UC Merced is hosting a film festival next week. Here’s what to know
UC Merced will host a five-day film festival next week highlighting human rights and encouraging empathy.
The 2026 Todo Cambia Human Rights Film Festival is scheduled for March 2-6. Todo Cambia translates to “Everything Changes” in Spanish.
This year’s film festival focuses on empathy, celebrating “how empathy strengthens community and reminds us that truly seeing one another can transform the world within and around us,” according to the event website.
Film screenings for all but one film will be on the UC Merced campus at Classroom and Office Building 2, Room 290.
The screening of the festival’s final film, “Coronas Negras,” will be shown at the Mainzer in downtown Merced on Friday, March 6.
Directed by André Lô Sánchez, “Coronas Negras” explores the lives of four people from Senegalese families in Mexico, according to UC Merced’s Jody Murray. Sanchez is expected to attend the screening and participate in a post-screening discussion.
The films and panel discussions are free to attend, but organizers are asking that anyone who plans to go register online.

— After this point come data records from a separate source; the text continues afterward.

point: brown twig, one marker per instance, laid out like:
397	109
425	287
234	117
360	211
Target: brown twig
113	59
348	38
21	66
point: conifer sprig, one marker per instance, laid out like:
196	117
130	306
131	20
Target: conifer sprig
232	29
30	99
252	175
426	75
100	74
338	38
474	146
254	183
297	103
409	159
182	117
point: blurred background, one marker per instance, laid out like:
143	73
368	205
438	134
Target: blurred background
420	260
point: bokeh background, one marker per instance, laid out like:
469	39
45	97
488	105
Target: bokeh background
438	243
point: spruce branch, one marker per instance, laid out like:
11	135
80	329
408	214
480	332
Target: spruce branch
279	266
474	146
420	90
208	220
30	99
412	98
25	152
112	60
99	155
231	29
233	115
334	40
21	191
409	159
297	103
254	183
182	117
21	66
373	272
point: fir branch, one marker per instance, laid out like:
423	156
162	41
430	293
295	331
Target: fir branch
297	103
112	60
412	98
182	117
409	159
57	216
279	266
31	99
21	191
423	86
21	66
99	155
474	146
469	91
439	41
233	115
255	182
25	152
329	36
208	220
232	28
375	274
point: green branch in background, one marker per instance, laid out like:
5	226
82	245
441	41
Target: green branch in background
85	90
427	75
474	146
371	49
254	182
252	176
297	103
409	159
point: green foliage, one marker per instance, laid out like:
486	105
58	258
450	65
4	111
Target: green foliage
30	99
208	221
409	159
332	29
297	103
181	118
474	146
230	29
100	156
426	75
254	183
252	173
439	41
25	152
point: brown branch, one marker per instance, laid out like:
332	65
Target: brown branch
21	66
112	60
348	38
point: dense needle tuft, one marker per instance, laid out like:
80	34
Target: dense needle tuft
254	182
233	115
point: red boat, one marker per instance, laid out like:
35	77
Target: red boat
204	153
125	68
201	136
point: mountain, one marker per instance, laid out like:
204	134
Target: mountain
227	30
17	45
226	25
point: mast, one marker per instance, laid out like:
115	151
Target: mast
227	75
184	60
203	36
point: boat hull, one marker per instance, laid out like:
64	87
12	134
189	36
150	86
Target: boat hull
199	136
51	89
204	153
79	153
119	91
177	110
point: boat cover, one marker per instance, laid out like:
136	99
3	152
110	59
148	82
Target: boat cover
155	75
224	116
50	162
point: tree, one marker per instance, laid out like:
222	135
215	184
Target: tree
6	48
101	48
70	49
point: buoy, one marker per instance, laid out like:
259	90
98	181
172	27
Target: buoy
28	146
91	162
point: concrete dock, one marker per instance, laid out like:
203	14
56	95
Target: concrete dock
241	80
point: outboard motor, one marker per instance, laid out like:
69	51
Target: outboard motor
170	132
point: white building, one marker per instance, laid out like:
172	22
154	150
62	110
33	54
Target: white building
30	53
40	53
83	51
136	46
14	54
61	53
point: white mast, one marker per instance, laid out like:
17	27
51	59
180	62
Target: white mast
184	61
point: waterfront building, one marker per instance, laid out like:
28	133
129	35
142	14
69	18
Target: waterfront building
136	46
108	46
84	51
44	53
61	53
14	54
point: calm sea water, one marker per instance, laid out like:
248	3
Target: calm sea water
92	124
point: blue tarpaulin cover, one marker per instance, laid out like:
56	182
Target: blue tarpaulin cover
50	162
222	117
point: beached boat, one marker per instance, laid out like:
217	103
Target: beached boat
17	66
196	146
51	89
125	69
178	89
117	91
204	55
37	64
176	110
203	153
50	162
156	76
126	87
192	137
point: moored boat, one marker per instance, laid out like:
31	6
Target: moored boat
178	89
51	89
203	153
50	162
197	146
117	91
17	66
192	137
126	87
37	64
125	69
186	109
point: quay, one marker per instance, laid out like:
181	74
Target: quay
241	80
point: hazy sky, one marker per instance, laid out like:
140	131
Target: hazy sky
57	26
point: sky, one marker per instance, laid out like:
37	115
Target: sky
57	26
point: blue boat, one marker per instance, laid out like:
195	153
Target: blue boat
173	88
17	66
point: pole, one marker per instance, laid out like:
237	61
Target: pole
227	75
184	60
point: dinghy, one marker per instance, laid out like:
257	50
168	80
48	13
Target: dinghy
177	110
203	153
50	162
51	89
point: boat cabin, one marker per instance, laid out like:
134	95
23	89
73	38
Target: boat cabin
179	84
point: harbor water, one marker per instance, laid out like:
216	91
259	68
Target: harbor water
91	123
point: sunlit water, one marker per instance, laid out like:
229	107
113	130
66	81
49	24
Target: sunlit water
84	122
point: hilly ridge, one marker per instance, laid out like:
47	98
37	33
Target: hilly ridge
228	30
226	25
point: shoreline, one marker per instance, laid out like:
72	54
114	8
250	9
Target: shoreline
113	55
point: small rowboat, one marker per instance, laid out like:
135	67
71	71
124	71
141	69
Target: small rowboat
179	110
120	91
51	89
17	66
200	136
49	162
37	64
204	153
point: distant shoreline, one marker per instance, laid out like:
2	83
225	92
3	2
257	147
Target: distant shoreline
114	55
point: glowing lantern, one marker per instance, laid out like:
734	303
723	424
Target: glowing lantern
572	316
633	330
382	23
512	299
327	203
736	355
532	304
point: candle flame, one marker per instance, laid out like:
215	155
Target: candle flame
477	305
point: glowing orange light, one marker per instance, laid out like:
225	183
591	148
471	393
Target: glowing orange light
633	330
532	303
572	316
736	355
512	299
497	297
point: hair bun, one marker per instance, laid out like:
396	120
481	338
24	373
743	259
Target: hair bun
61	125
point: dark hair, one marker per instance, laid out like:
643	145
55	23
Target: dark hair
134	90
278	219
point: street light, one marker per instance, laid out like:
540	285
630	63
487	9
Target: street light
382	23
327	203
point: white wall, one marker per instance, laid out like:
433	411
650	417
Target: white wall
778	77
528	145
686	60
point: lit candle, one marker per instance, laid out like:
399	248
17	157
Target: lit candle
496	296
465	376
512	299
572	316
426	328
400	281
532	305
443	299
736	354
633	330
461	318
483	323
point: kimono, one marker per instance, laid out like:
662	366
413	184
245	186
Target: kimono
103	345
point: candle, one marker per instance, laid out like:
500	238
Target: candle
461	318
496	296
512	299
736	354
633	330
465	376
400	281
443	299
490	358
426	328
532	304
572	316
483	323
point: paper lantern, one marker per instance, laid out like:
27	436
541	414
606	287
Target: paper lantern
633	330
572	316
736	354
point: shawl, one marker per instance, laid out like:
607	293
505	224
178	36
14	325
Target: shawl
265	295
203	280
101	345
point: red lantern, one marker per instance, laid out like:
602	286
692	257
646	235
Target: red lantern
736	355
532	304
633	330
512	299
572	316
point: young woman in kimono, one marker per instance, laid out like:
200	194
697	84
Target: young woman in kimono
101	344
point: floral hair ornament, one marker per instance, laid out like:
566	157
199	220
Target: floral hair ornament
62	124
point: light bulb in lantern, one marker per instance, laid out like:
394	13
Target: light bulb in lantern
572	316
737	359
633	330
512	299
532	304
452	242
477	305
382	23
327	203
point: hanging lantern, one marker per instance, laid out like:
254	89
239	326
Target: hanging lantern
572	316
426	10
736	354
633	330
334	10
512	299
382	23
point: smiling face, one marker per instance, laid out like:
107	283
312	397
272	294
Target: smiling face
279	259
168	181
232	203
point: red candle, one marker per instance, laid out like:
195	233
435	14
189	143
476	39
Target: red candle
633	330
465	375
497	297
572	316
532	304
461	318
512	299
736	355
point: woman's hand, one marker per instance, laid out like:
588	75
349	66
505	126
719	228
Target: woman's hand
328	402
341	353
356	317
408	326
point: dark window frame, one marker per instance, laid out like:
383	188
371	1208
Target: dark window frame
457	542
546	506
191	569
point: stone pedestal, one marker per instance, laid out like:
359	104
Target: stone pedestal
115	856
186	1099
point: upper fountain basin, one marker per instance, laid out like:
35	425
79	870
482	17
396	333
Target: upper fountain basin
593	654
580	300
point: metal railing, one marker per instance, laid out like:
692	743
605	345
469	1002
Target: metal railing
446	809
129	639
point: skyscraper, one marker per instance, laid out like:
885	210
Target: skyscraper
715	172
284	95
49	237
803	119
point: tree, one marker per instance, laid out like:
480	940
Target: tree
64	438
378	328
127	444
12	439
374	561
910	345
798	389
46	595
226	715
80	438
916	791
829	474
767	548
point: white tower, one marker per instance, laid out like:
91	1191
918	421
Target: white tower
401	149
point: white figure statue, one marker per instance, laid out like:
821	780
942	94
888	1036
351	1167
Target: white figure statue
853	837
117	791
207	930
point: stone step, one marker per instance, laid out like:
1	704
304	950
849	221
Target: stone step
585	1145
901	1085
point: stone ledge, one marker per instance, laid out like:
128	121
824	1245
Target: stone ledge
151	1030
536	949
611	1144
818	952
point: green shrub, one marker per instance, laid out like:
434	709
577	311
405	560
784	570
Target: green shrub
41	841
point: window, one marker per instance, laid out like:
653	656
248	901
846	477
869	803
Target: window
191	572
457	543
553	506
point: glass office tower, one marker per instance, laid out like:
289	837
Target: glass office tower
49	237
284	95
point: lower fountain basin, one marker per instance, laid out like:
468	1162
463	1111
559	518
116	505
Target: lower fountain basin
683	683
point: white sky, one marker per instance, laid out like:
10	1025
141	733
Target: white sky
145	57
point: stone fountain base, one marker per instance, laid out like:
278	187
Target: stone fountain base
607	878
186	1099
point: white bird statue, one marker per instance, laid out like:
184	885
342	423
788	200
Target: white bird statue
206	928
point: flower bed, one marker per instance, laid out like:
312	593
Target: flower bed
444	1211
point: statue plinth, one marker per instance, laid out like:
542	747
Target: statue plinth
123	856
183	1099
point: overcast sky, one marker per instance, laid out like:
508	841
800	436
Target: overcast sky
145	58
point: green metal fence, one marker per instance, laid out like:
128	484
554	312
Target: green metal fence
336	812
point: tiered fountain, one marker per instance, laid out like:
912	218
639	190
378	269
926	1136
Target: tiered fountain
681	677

Parking for the screenings is available in the Bellevue parking lot.
The film festival is organized by Yehuda Sharim, a UC Merced professor of media and performance studies.
“In a world where media and cinema are dominated by crisis, we can easily lose sight of one another, of our shared humanity, of art and culture, of our potentialities and vulnerabilities,” Sharim told Murray. “Todo Cambia invites us to look into that mirror of self, our personal and collective crossroads, where cinema and art offer an antidote that invites us to reflect, heal and act.”